Jairnilson sabe que esse é um dos momentos em que o SUS mais deve ser debatido. Entre reuniões presenciais substituídas por encontros virtuais, tem destinado horários também para falar sobre saúde pública no enfrentamento ao coronavírus em novos ambientes: das palestras em entidades científicas e da sociedade civil aos seminários com jornalistas, estudantes e mesmo pesquisadores de outras áreas, como o Direito.
“Estamos no mesmo barco, mas, no Titanic, os que tinham primeira classe morriam menos que os demais”, enfatizou, em uma das lives que participou – o seminário ISC em Casa, promovido por pesquisadores do instituto.
O cenário, segundo ele, é de um Brasil que vive crises políticas, econômica, sanitária e social – tudo ao mesmo tempo. Tudo isso agrava a pandemia no país.
“No nosso caso específico, temos um SUS extremamente potente, com uma possibilidade grande de ser criativo nessa situação. Mas, ao mesmo tempo, ele vive, nos últimos 30 anos, com um subfinanciamento crônico, convivendo com um setor privado subregulado e que tem sido objeto de prioridade”, analisou, na ocasião.
Mas não basta debater: a covid-19 e o SUS também viraram um projeto de pesquisa. Submetido a um edital do CNPq e sob a coordenação da professora Isabela Pinto, diretora do ISC, o projeto foi aprovado e deve reunir investigações sobre modelos, estratégias e ações de vigilância e de proteção aos trabalhadores, comparando sistemas de saúde.
“A vigência é de dois anos, ainda que os resultados devam ser publicizados no processo e não apenas no término do projeto”, adiantou o professor Jairnilson.
Mas, no que se refere a ele mesmo, os dados – a exemplo do próprio número de cópias vendidas por um de seus principais livros – falam por si. Aos 71 anos, aposentado desde janeiro de 2019, ele é um dos pesquisadores com produtividade 1A na Ufba, onde cursou todos os seus estudos. Da graduação em Medicina, iniciada em 1967, passando pelo doutorado em Saúde Coletiva, concluído em 2007, até chegar ao ponto mais alto da carreira científica no CNPq, toda sua trajetória esteve ligada à Ufba. Prata da casa, diriam alguns.

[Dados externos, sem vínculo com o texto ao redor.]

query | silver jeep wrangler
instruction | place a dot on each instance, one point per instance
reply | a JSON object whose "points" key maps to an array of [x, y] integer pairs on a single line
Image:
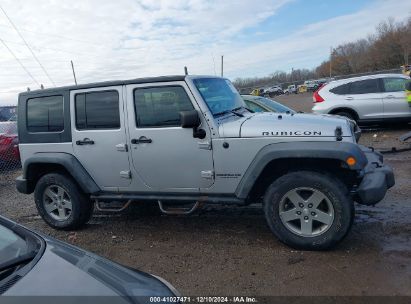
{"points": [[190, 139]]}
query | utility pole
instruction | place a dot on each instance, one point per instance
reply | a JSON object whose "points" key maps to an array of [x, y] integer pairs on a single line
{"points": [[222, 65], [74, 73], [331, 59]]}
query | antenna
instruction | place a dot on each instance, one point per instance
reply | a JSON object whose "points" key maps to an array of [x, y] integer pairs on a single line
{"points": [[74, 73]]}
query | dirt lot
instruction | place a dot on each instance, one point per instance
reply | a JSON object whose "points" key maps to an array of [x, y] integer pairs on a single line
{"points": [[230, 251]]}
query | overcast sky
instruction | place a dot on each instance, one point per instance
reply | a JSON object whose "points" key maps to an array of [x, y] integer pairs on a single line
{"points": [[125, 39]]}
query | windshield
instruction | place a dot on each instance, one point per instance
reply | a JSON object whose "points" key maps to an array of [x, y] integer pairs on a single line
{"points": [[11, 245], [219, 94]]}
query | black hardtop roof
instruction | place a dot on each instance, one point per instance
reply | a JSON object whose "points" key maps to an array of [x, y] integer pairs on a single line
{"points": [[104, 84]]}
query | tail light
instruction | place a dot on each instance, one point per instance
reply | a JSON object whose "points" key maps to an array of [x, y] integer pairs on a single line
{"points": [[317, 97], [6, 140]]}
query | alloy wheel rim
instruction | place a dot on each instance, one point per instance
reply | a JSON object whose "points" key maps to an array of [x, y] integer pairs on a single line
{"points": [[306, 212], [57, 203]]}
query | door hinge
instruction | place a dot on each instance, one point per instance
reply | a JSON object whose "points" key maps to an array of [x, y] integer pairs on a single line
{"points": [[205, 145], [125, 174], [207, 174], [122, 147]]}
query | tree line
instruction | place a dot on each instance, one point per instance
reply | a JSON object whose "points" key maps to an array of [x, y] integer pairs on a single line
{"points": [[388, 48]]}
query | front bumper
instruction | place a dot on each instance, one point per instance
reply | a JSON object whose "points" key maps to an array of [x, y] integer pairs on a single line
{"points": [[377, 178]]}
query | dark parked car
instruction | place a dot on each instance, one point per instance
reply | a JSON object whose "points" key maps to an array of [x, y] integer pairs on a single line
{"points": [[262, 104], [9, 151], [36, 265]]}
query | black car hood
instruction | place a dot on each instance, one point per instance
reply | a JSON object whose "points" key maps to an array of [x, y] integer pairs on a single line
{"points": [[65, 270]]}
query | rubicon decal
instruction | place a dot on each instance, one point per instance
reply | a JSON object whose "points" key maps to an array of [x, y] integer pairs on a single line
{"points": [[292, 133]]}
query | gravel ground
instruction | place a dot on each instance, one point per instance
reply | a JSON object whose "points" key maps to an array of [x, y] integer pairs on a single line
{"points": [[230, 250]]}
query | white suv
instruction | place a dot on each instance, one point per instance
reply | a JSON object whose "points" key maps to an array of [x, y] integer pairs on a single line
{"points": [[372, 98]]}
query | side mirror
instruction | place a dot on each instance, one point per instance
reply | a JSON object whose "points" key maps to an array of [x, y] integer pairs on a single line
{"points": [[189, 119]]}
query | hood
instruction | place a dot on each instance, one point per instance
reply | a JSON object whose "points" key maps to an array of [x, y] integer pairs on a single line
{"points": [[285, 125], [65, 270]]}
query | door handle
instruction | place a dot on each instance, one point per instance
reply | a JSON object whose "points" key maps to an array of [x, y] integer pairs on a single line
{"points": [[85, 141], [141, 140]]}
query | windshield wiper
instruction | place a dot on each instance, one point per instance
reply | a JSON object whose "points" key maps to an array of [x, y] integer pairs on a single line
{"points": [[20, 260]]}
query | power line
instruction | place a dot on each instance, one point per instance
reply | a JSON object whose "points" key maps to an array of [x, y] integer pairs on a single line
{"points": [[19, 61], [27, 45]]}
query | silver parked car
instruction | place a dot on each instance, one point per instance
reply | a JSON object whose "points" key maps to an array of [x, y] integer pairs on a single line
{"points": [[191, 139], [373, 98]]}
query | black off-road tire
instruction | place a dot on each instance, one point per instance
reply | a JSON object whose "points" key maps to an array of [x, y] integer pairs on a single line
{"points": [[332, 188], [82, 207]]}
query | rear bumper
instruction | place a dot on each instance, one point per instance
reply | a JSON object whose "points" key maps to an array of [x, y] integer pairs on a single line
{"points": [[377, 179]]}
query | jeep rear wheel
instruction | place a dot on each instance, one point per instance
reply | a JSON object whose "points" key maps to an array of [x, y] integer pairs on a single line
{"points": [[308, 210], [61, 203]]}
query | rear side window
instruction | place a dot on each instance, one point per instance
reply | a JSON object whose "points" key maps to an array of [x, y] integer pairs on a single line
{"points": [[364, 86], [97, 110], [341, 90], [394, 84], [160, 106], [45, 114]]}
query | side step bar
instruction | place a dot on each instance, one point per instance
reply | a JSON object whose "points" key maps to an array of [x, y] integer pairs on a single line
{"points": [[178, 210]]}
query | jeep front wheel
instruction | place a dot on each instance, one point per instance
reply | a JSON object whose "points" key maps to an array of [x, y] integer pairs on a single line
{"points": [[61, 203], [308, 210]]}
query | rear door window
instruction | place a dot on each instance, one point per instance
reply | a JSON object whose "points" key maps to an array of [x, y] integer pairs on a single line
{"points": [[45, 114], [394, 84], [364, 86], [97, 110]]}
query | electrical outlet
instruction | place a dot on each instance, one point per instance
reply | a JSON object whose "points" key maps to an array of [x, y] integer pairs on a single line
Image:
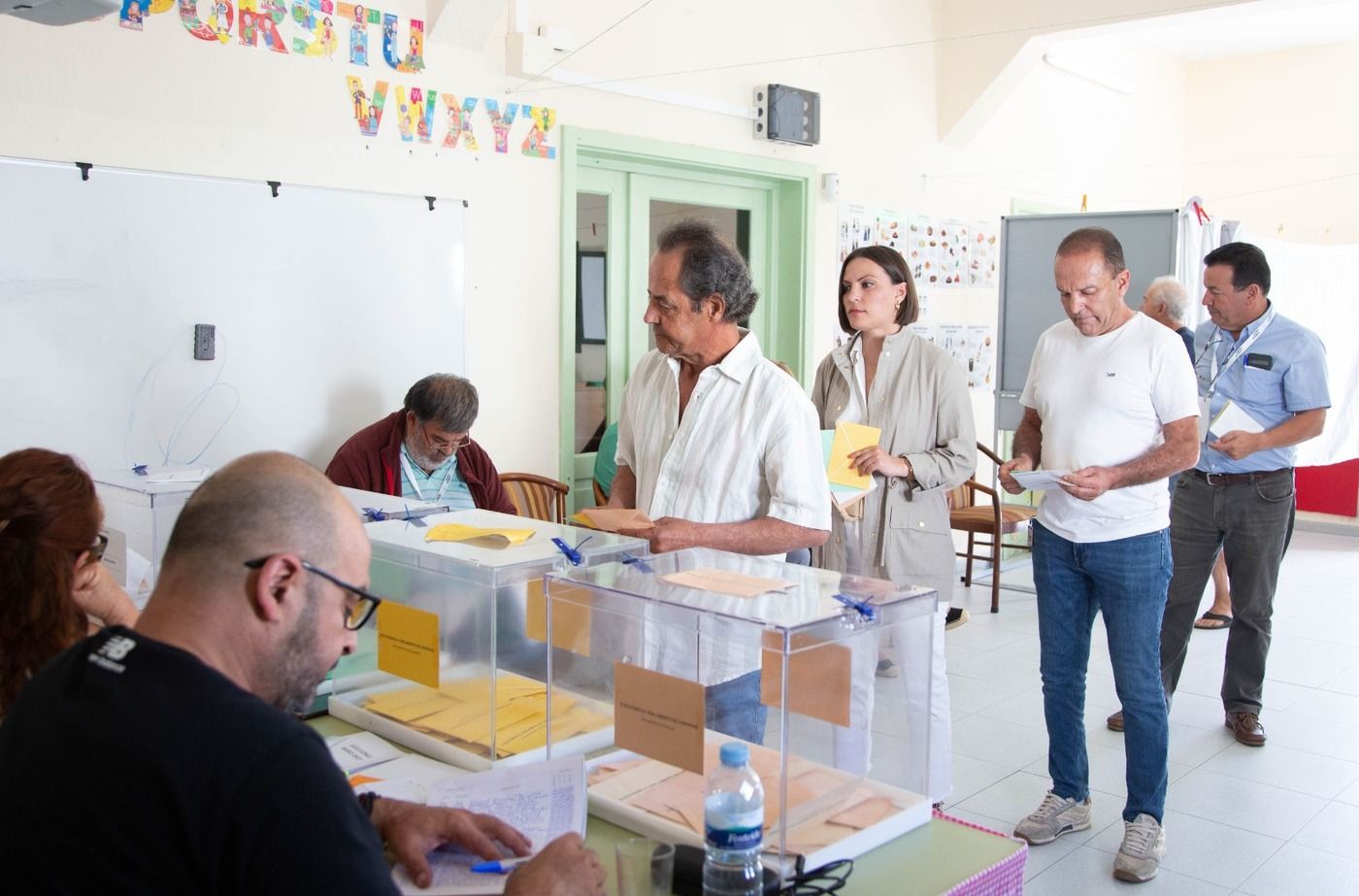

Nas comunidades acadêmicas, é comum haver movimentos para evitar a chamada endogenia – o nome, emprestado da Biologia, diz respeito à ação de se formar e ficar, o tempo todo, no mesmo grupo, no mesmo lugar. Daí, inclusive, os programas de estímulo à internacionalização das universidades. Mas o professor Jairnilson, de alguma forma, foge à toda regra.
“Tudo que fiz foi na Ufba a partir da Ufba. Eu não fiz nenhum curso no exterior. Não falo isso por soberba; falo para expressar minha gratidão à Ufba. Tudo que eu sou e fiz foi pela Ufba”.
Em sua entonação, muito mais uma constatação do que qualquer outra coisa. Se sua vida tivesse sido alvo de uma investigação científica, no meio do caminho, os autores de estudo certamente se deparariam com os seguintes números: 163 artigos completos publicados em periódicos, 14 livros publicados, 33 mestres orientados (inclusive o ex-reitor da instituição Naomar de Almeida Filho) e 15 doutores formados.
O professor entende que, para quem está distante da vida na universidade, esses números representam outro universo – ou podem nem representar nada. Acredita que muita gente não conhece o trabalho que é feito por pesquisadores. Alguns até usufruem do que é produzido pelos estudos, mas não sabem que aquilo ali começou com cientistas.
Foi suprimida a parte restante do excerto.